I’m an extrovert in the sense that I get my energy from others. That recharging is being around people, whether it’s simply being among them, in a bustling coffee shop for instance, or interacting with them: meeting a good friend and having a deep conversation, or socializing with a whole bunch of people at once.
It’s not that I don’t need time to myself, or that I’m not grateful for the opportunity to work at home a few times a week, which makes our busy family life possible. And it’s not that I don’t get that this at-home situation works well for others. It’s that (over the past few years especially) it has come to my attention that, in order to feel well and inspired and right, it is not ideal for me to spend my days alone in my house. Despite this - for convenience, when I have a lot of meetings, when I just don’t want to pack up my computer and charger and decide where to go - I find myself alone in my house fairly often.

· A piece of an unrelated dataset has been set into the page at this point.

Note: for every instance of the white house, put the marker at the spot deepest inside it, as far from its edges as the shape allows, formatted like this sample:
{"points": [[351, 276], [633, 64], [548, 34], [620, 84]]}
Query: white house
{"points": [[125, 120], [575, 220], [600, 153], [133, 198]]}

When I emerge to pick up the kids or head to an after-school activity, I’m like: THERE EVERYBODY IS! And no place delivers this powerful antidote, this dose of positivity, like the soccer fields at our middle school, where Aidy’s team is practicing this fall. The parking edges up to a steep hill that leads to the fields beyond, and when you emerge from your car there’s this wide view of all the kids kicking their balls this way and that as they make their way to designated sections of the grass where their coaches and teammates are waiting. There are parents who stand or sit walk nearby, because a few times around the perimeter is a nice way to get some exercise in - and if you’ve got company, a good chat.
What I think when I arrive there is not only, “phew, we made it on time,” although - yes, that - but, “this world is organized and functioning and busy.” I remind myself, once again, to not work at home all day long. And when Aidy is done, all tired and happy, and she decides to kick her ball up the steep hill to our car, which is not a good idea because it inevitably falls back down to the field a million times over, prompting her to run after it and start all over again, I look out at the sky, working its way towards night, and I let her do it anyway.